そういう意味では意外とまともに構成していると思ったのだ。竹中平蔵はネオリベ一つ覚えだし、ひやっしーは居なくてよかったし、途中に挟まれる京大生インタビューは「君たち、こういうのに簡単に顔ださんほうがいいよ」と思ったけれども、まあ、意外と議論として噛み合っていたのだ(才媛枠でヨシヨシされてた初出演の上田さんが「視聴者側で見ていたいつもより暖かい雰囲気だった」的なことをおっしゃってたので、珍しい回だったのかもしれない)。コロナの総括、原子力発電の是非、地震予知、について、宮沢孝幸、多田将、ロバートゲラーをゲストにしていて(後ろ二人はよく知らないが宮沢さんと並べられていいんかとか?とは心配になったけど)まあよくある論点をバラエティ的に話していて、極論を出すことで議論が盛り上がるという構成自体は悪くなかった。極論にそのまま呑まれるような視聴者だと見てはいけないけれども。多田さんの、学者ももっと社会への説明責任を果たすべきって話とかはめっちゃ真っ当だったし(僕はこの点については、少々極端?な立場で、国民の1%が分かるように説明すればいい、下位50%についてはメタ専門知( ハリー コリンズ (著), 鈴木 俊洋 (翻訳) 「我々みんなが科学の専門家なのか」での用語)的な判断に資する説明としても無視するべきと思っている=多数決的な意思決定と訣別すべしと思っているので多田さんとは意見は相違するが)、一度は東大に入れるくらいの知性?だったりする方々が、科学に関すること政治的な意思決定について科学政策の素人として話すと言うことを下位50%に見せる番組としては全然悪くないんじゃないかな。別に結論を出したりする方向性にはもっていっていなかったし。
「極論を出すことで議論が盛り上がるという構成自体は悪くなかった」とは言ったものの、この点について、パブリックな討論のあり方自体について課題を感じた。やしきたかじんが良かったとは思わないが、田原さんも、もともとはもう少しマシだったし、ある程度、日本におけるパブリックな討論の伝統として、「歯に衣着せぬ物言いをする知識人」に物を言わせるということ自体は行われてきた。「そこまで言って委員会NP」の雛壇が知識人かといわれたらふざけんなと思うし、この番組は安倍を呼んでヨイショしていたくらいなので、政治権力に「歯に衣着せぬ」のではなく、リベラル的規範に「歯に衣着せぬ」のを是としている。そこまで言って委員会NP - Wikipedia の Wikipedia 記事にバラエティだから政治発言が許されているとあるが、単に政権に親和的だから許されてるだけでしょう。そこは見る側も「だっせー」くらいの感覚は持っておいてほしい。そして、番組冒頭単なる東大理三を持ち上げていることからわかるように「知識人」の想定レベルが低すぎる。じゃあ、ネットメディアで真の知識人が全方面に歯に衣着せずに討論する番組が可能かというと、なかなか難しい。ReHacQ はちょっとそういう志向と良さを感じる(がひろゆきは切れ味的にもダメじゃないか…?)。
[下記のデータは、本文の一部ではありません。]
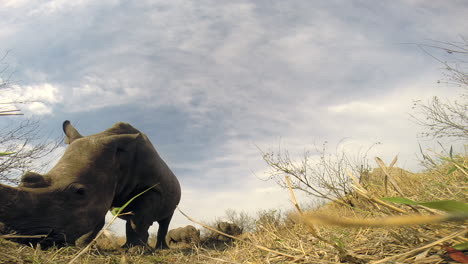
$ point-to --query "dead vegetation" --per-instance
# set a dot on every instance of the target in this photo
(291, 239)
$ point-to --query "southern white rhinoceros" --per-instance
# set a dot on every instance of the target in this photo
(96, 173)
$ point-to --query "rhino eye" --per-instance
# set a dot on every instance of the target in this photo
(78, 189)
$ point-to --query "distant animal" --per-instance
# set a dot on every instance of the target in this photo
(228, 228)
(69, 203)
(188, 234)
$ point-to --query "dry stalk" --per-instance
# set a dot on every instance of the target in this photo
(381, 221)
(12, 236)
(416, 250)
(311, 227)
(238, 239)
(94, 240)
(360, 190)
(387, 173)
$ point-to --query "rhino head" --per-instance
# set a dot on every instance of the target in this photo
(68, 204)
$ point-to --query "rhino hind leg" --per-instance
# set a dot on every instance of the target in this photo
(162, 232)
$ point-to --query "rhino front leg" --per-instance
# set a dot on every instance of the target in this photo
(162, 232)
(137, 233)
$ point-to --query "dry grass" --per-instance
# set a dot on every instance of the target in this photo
(293, 241)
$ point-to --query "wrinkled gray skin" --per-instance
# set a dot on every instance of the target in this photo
(187, 234)
(96, 173)
(228, 228)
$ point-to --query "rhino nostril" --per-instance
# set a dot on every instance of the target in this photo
(31, 177)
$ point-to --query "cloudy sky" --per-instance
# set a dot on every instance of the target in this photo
(213, 81)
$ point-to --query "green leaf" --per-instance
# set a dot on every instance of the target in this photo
(461, 247)
(118, 210)
(445, 205)
(452, 170)
(400, 200)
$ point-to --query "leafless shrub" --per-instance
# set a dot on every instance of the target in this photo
(322, 175)
(28, 150)
(442, 118)
(241, 219)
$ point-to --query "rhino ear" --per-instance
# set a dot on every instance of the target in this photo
(71, 134)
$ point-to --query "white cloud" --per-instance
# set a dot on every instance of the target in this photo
(33, 99)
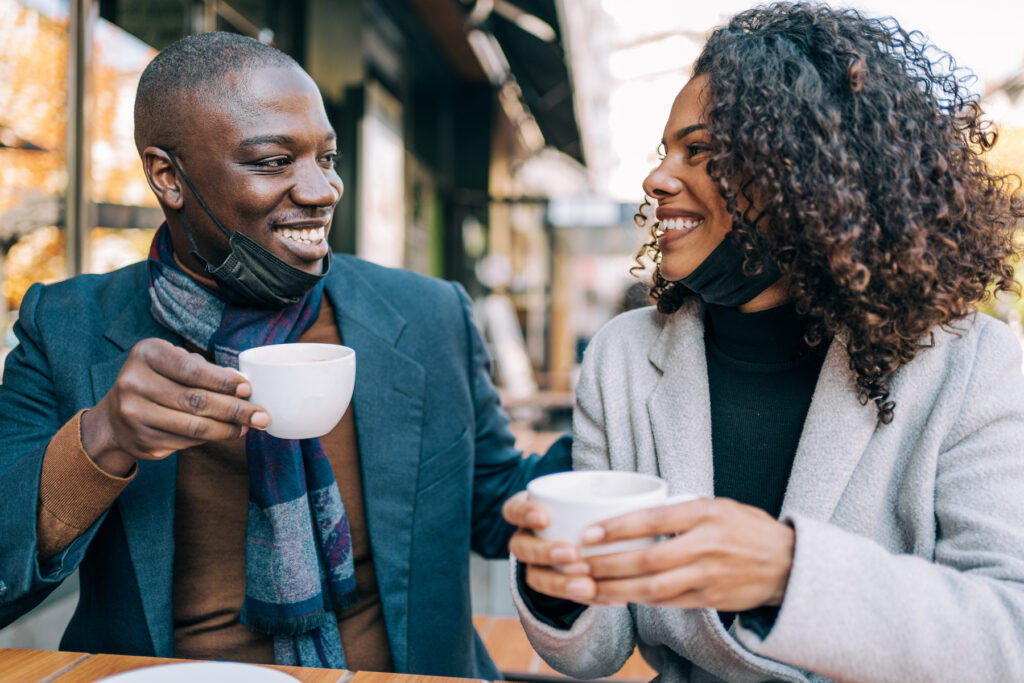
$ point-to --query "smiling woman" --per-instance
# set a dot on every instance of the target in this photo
(824, 224)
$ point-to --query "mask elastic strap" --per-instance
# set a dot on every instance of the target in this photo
(201, 202)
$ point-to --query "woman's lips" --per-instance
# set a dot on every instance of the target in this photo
(676, 228)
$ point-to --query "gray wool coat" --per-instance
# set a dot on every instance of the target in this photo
(909, 537)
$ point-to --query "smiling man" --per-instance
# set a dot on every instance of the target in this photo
(131, 454)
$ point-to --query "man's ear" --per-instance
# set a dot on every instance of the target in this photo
(163, 177)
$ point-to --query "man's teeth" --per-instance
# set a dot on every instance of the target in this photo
(680, 223)
(305, 236)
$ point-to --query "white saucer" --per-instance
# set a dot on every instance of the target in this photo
(202, 672)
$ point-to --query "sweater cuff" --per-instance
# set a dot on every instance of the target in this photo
(555, 612)
(74, 492)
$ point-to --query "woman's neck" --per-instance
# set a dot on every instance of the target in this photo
(775, 295)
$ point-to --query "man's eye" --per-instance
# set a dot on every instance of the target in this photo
(276, 162)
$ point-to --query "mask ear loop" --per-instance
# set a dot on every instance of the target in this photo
(184, 222)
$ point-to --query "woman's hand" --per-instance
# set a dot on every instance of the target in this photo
(721, 554)
(542, 557)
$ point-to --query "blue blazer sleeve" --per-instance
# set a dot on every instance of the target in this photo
(500, 470)
(30, 416)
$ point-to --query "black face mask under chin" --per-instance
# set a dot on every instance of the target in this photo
(251, 275)
(720, 279)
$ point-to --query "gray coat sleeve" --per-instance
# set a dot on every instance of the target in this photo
(852, 605)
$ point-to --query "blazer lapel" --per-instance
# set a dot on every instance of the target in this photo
(680, 406)
(388, 403)
(836, 432)
(146, 505)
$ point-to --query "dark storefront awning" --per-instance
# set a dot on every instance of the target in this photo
(534, 52)
(541, 69)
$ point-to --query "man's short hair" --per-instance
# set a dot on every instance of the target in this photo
(189, 71)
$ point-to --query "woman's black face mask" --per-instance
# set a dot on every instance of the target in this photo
(720, 278)
(251, 276)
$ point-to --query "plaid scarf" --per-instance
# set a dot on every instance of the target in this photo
(298, 547)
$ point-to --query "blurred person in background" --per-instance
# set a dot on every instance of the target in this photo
(815, 370)
(129, 453)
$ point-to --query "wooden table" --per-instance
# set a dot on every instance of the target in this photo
(51, 667)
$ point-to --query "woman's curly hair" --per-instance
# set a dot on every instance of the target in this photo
(860, 147)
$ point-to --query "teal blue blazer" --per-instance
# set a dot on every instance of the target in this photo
(436, 455)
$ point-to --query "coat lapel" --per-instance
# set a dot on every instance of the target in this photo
(680, 406)
(836, 433)
(388, 408)
(145, 502)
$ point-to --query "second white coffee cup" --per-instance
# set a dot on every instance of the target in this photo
(304, 387)
(580, 499)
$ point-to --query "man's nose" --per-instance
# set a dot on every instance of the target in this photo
(315, 185)
(660, 183)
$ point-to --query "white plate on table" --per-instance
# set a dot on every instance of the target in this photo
(202, 672)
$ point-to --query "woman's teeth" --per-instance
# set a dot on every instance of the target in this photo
(680, 223)
(305, 236)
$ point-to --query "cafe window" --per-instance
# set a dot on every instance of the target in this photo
(73, 195)
(37, 138)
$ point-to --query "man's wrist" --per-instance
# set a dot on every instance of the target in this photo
(99, 445)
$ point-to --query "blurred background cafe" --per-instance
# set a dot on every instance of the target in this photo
(500, 143)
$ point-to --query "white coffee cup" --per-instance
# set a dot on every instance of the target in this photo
(305, 388)
(580, 499)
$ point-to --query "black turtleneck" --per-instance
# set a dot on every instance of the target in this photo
(762, 375)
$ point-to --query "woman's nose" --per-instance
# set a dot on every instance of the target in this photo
(660, 183)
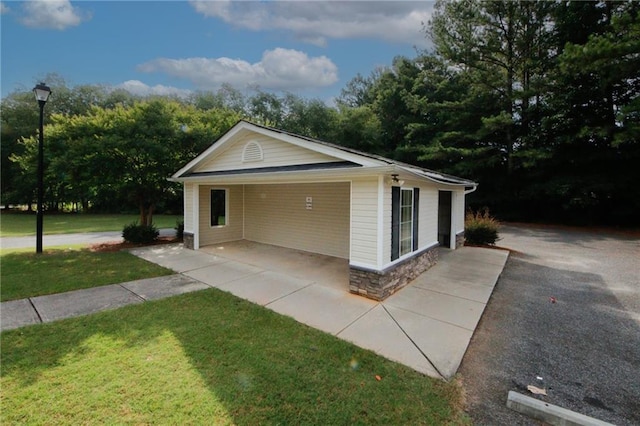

ゲンロンは東京都知事選の後の開票雑談みてて、暇空を評価してる宇佐美典也を呼んでまともに相手しちゃってオジさん3人並べて話しているあたりからホモソ臭が耐えられなかった(こういう形でオジさん属性が否定されることに対して東さんは異議申し立てをしていて、まあわかる。今でも「弱者男性」でさえ救うべきだし無駄に攻撃する必要はないとは僕も思っているし(cf .
)、自分の"弱者性"を盾に攻撃しているツイフェミはガシガシブロックしているけれど、ま、相手することや表に出すことが必要じゃないわな、「治療」が必要なのであって。暇空やその支持者は完全そういう対象でしょう)。Twitterやってるとmisogyny拗らせた「弱者男性」がよく目に入る。恋人無の期間とか客観的には自身がソレに近づいてる側面もあるが、精神的にはどんどんソレを見るのさえキツく距離を感じてて、昔はソレさえ包摂して救うべきって言ってたし今もそうは思ってるけど、自身がもし堕ちたら○してくれと思う
— KAMEDA, N. Akihiro (@cm3) April 3, 2023
オープンさをこの国で実現するのに「歯に衣着せぬ」の必要性はわかるけど、もう少し違う形で、「オープンでパブリックな討論のあり方」を発明していきたいと思う。前職・現職で少しそういうことに取り組む機会は得てきているし、最近、LLMの発展を活かす形で、人工知能学会の友人も2ちゃん研究で盛り上がった頃の心を思い出して、そういうテーマに取り組んでいるのを見たので、俺もやるぞーってね。